Squamous cell carcinoma: Overview

Squamous cell carcinoma (SCC) is a common skin cancer in humans. About 700,000 new cases of this skin cancer are diagnosed in the United States each year.

This skin cancer tends to develop on skin that has been exposed to the sun for years. It is most frequently seen on sun-exposed areas, such as the head, neck, and back of the hands. Women frequently get SCC on their lower legs.

It is possible to get SCC on any part of the body, including the inside of the mouth, lips, and genitals.

People who use tanning beds have a much higher risk of getting SCC. They also tend to get SCC earlier in life.

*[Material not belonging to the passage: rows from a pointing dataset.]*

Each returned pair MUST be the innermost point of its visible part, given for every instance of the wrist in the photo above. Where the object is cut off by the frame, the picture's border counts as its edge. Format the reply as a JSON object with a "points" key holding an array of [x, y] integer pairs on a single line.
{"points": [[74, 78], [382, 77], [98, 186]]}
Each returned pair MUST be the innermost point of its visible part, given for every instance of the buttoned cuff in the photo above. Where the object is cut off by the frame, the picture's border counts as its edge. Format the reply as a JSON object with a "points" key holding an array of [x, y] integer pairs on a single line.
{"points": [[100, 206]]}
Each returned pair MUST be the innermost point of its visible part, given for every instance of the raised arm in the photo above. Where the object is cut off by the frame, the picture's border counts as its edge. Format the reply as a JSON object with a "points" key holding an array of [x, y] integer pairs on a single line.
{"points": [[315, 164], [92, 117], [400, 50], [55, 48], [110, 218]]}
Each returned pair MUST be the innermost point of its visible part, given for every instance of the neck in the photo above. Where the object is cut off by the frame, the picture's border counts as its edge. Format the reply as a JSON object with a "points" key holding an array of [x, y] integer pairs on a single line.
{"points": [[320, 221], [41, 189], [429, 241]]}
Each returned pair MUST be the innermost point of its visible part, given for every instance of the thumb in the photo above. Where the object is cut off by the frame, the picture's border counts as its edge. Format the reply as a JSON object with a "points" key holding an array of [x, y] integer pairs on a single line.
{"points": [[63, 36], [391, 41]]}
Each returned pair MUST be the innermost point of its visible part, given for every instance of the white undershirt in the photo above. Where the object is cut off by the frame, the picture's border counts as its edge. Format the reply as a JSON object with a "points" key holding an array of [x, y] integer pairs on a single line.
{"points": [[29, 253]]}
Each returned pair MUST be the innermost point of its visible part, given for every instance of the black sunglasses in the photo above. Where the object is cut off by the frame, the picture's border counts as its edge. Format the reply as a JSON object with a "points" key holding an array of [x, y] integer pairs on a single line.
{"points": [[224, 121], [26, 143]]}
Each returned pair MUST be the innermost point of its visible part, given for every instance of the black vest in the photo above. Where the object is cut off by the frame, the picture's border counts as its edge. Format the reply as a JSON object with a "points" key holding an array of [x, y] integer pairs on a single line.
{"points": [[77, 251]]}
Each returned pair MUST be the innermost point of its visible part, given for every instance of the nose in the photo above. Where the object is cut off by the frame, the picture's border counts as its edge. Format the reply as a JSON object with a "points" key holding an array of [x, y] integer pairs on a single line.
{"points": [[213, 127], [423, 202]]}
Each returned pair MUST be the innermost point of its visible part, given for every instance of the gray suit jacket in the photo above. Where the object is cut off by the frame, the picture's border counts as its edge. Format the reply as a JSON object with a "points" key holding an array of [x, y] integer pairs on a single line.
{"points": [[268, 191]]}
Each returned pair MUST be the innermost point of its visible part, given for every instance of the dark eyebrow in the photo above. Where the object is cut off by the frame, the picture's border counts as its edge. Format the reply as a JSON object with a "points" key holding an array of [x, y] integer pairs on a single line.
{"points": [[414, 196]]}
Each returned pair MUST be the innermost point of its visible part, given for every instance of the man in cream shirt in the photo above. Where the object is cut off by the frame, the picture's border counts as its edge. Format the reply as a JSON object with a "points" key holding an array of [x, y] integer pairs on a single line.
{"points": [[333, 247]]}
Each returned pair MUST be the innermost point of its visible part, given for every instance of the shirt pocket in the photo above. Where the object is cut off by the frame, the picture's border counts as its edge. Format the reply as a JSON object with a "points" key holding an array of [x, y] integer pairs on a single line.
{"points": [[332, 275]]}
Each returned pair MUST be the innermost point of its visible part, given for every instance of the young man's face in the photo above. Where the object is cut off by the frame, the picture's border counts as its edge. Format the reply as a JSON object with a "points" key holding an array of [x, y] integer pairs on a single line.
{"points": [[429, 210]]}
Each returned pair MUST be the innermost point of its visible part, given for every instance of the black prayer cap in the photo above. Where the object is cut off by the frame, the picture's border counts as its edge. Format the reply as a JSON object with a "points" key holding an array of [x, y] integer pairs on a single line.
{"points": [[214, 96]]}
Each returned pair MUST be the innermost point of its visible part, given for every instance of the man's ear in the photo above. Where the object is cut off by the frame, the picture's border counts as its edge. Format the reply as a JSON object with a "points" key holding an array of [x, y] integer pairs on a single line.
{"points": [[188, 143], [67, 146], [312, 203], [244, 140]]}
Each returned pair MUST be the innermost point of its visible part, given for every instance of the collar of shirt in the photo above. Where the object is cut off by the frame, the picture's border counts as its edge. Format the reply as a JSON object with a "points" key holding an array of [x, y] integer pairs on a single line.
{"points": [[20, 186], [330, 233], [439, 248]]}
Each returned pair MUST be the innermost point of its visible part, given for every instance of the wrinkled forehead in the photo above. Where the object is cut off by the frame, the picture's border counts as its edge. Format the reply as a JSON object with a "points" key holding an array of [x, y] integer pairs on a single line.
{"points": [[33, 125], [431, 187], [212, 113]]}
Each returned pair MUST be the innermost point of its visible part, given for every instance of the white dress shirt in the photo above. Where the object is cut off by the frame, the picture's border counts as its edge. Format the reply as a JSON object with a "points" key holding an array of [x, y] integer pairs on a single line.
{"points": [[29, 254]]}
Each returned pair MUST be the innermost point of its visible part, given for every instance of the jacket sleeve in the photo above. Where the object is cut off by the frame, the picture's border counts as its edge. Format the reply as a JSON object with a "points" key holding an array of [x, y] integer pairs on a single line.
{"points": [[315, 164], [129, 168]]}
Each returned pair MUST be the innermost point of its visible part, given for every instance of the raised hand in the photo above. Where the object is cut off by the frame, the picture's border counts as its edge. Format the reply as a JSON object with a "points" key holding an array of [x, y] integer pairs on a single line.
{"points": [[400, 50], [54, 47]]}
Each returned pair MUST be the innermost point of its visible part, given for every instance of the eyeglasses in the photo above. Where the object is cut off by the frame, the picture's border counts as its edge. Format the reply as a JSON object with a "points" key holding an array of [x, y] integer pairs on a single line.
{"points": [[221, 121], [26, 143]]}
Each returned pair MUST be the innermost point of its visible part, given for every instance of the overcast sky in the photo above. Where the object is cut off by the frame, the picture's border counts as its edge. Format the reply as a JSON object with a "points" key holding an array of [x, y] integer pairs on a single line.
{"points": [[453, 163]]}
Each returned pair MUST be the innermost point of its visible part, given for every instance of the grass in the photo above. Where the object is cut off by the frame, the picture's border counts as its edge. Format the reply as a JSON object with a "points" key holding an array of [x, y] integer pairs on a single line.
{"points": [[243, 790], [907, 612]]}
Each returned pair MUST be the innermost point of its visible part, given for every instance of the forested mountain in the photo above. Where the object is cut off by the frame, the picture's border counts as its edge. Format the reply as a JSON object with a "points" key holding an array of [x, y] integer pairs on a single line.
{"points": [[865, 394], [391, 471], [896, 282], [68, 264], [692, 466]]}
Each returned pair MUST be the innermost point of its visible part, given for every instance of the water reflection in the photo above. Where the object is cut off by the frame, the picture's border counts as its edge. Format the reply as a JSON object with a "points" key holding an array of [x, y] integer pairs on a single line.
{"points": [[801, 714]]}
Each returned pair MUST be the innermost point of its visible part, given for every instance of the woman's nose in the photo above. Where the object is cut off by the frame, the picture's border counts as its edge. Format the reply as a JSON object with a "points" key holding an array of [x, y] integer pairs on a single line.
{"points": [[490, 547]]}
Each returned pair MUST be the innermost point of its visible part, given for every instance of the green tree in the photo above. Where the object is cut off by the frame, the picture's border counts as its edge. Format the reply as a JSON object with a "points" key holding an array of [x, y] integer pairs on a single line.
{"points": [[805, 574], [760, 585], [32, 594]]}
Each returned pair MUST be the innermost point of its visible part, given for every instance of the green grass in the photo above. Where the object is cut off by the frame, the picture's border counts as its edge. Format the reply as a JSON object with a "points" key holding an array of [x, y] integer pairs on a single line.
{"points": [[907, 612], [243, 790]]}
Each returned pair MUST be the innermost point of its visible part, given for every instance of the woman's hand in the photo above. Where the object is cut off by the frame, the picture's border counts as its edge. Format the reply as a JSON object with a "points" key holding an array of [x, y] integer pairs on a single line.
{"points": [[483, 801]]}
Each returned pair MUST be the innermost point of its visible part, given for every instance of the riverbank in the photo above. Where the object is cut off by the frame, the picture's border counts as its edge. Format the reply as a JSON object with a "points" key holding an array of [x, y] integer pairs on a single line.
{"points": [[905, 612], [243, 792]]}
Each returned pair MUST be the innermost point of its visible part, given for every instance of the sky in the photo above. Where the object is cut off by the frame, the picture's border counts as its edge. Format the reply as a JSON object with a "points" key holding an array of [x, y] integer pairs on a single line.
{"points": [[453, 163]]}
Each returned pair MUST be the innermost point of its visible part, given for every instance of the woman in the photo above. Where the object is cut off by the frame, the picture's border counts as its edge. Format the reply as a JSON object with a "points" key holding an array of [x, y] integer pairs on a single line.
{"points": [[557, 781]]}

SCC can spread to other parts of the body. With early diagnosis and treatment, SCC is highly curable. 


References:
Ferrucci LM, Cartmel B, Molinaro AM et al. “Indoor tanning and risk of early-onset basal cell carcinoma.” J Am Acad Dermatol  10.1016/j.jaad.2011.11.940. (Article in Press).
Grossman D, Leffell DJ. “Squamous cell carcinoma.” In: Wolff K et al. Fitzpatrick’s Dermatology in General Medicine, 7th edition. USA. McGraw Hill Medical; 2008, p. 1028-36.
Rogers, HW, Weinstock, MA, Harris, AR et al. “Incidence estimate of nonmelanoma skin cancer in the United States, 2006.” Arch Dermatol 2010; 146(3):283-287.